Suzanne Vega’s three favourite songs by her three favourite songwriters: “I love it”

One of the most intriguing artists ever to come from contemporary folk’s second revival is singer-songwriter Suzanne Vega.

‘Revival’ is perhaps a stretch, and ‘folk’ is far too limiting to fully encompass Vega’s multi-dimensional sound. However, the faint echoes of Greenwich Village’s original folk scene indeed appeared to rear its head across the 1980s, propelling the likes of Shawn Colvin to major label fame while also fermenting the anti-folk scene simmering away in the East Village’s underground.

Vega found herself somewhere in the middle. Shaped by a new generation of urban lyrical reportage, yet always in touching distance of a strange pop accessibility underneath her terse and introspective songcraft, Vega would find swift acclaim from 1985’s eponymous debut, artfully melding her folk compositions with rich coatings of keyboards and atmospheric production that hasn’t dented its age 40 years later. Before long, songs like ‘Marlene on the Wall’ and ‘Luka’ would push Vega to one of the celebrated songwriters of the day.
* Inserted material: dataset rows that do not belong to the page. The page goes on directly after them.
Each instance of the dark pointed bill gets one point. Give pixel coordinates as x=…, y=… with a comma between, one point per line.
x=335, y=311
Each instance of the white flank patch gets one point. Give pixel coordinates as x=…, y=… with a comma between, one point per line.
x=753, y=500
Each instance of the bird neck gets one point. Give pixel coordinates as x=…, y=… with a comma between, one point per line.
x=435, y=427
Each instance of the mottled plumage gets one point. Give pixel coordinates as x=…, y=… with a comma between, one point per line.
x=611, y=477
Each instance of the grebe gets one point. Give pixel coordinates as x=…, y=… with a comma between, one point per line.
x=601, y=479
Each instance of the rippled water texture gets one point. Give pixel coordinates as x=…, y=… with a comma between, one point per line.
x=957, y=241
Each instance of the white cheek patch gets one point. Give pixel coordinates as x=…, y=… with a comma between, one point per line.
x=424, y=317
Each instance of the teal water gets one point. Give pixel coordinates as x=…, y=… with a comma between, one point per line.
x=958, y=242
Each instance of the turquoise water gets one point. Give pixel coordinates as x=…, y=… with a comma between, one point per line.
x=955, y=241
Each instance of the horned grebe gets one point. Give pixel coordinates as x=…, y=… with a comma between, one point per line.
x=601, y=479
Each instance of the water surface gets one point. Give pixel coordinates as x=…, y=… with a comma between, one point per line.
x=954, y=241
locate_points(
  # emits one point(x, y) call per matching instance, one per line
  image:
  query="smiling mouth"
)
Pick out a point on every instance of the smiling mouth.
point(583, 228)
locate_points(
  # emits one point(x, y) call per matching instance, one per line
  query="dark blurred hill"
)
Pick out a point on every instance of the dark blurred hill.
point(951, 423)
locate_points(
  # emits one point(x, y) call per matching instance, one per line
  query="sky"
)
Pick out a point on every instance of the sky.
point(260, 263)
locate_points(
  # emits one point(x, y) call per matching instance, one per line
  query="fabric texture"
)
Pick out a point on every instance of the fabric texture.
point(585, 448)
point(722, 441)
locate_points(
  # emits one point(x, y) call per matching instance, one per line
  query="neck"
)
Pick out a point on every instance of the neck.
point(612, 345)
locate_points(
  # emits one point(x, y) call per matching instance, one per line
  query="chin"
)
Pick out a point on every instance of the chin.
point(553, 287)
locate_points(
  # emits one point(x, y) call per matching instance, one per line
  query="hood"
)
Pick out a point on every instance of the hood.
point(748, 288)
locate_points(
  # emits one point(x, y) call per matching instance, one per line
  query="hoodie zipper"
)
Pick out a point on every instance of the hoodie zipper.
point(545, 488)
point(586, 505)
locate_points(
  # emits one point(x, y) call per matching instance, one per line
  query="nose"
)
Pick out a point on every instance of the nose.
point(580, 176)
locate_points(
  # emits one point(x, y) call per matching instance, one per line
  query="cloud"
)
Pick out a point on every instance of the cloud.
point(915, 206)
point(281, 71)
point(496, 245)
Naturally, for someone boasting a voluminous songbook across ten studio albums, it’s always interesting to peer into such an artist’s inner pantheon of much-loved songs and glean the standards that have impacted their lyrical pen the most. Such an insight was revealed when selecting three songs from her three favourite songwriters for an American Songwriter feature.

First up was Leonard Cohen’s ‘Story of Isaac’. A reflective acoustic number, wielding the biblical Abrahamic tale as an analogy of generational sacrifice, such a fierce lens that Cohen pours his contemplative poetry has long stuck its hook in Vega. “It’s so mysterious, and such a great story,” she said. “The way he tells it is really great: I love the point of view. It’s a song you could sing for years and still not understand all of it, especially the ending verses. There are these ambiguous things in the song, but at the same time, it’s a very dramatic story. The way he’s framed it from the boy’s point of view was really powerful.”

From Cohen’s mortal musings to a more slyly acerbic songsmith, Vega reaches into the earliest offerings from Los Angeles’ Randy Newman, long before his biting satire had truly sharpened his lyrical tongue.

Taken from his 1968 debut, but already recorded by Julius La Rosa and Eric Burdon, ‘I Think It’s Going to Rain Today’ casts a down and outer as only Newman can write, reflecting on the beat-up sorrow colouring his fragile mood. “I love the tone and the imagery of it, both the music and the lyrics. It seemed like a really sad and melancholy song – without being sentimental. Kind of sad but dry at the same time.”

Lastly, Vega looks to the original Green Village folk icon. A favourite of many a fan of old troubadour, Bob Dylan’s ‘It’s Alright, Ma (I’m Only Bleeding)’ from 1965’s Bringing It All Back Home contains his ever-dense, knotty lyrical pangs of political seethe and existential crisis. Full of mystery, from the exact nature of “Ma” to what fraught road the weary narrator’s been dragged through, Vega has always found that such ambiguity only elevates Dylan’s immortal howl of dissolution.

“A song of recent experience, written by a young person in their twenties, not someone with the wisdom of maturity, but with the outrage of youth,” Vega puts it to Stereogum in 2021. “Then there are the constant ironic reassurances ending with ‘It’s alright, Ma. It’s life and life only.’ A very bitterly satisfying song to sing, a careening journey through Bob Dylan’s mind as he catalogues the hypocrisies we take for granted when we get older. I love it.”